During the war, he was involved in helping to establish hostels for construction workers. Based on this experience, he decided to move into the holiday camp business after the war. In 1946, he formed a syndicate to buy an old disused camp at Brean Sands near Burnham-on-Sea, Somerset which was the beginnings of the company known as Pontins. He gradually expanded his business to encompass thirty sites including the popular Southport and Prestatyn resorts.

In 1960, he bought Farringford House on the Isle of Wight, the former home of Alfred, Lord Tennyson which had been turned into a hotel. Pontin kept racehorses in stables near the hotel, one of which, Specify, won the 1971 Grand National.

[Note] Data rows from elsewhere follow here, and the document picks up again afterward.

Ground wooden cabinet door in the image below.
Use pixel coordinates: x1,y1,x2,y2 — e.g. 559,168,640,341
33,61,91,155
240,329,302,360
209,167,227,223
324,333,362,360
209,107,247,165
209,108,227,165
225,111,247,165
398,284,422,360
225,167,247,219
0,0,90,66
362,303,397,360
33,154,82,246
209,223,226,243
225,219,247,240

He expanded his holiday business into other parts of Europe, forming Pontinental in 1963 with holiday villages in Spain, Majorca, Sardinia, Ibiza, Greece, Morocco and Yugoslavia. In 1978, Pontins and Pontinental were sold to Coral for £56 million and he remained a director for two years, and continued to run hotels, including Farringford. In 1984, he acquired London Dungeon and opened York Dungeon in 1986.

He became Chief Barker of the Variety Club of Great Britain in 1968 and was president for 16 years, raising over £1 million. In the 1976 Queen's Birthday Honours List, he was knighted for his services to charity.

He married Dorothy, with whom he had a daughter, and subsequently married Joyce Hey in 1999, the year before he died in Blackpool, aged 93.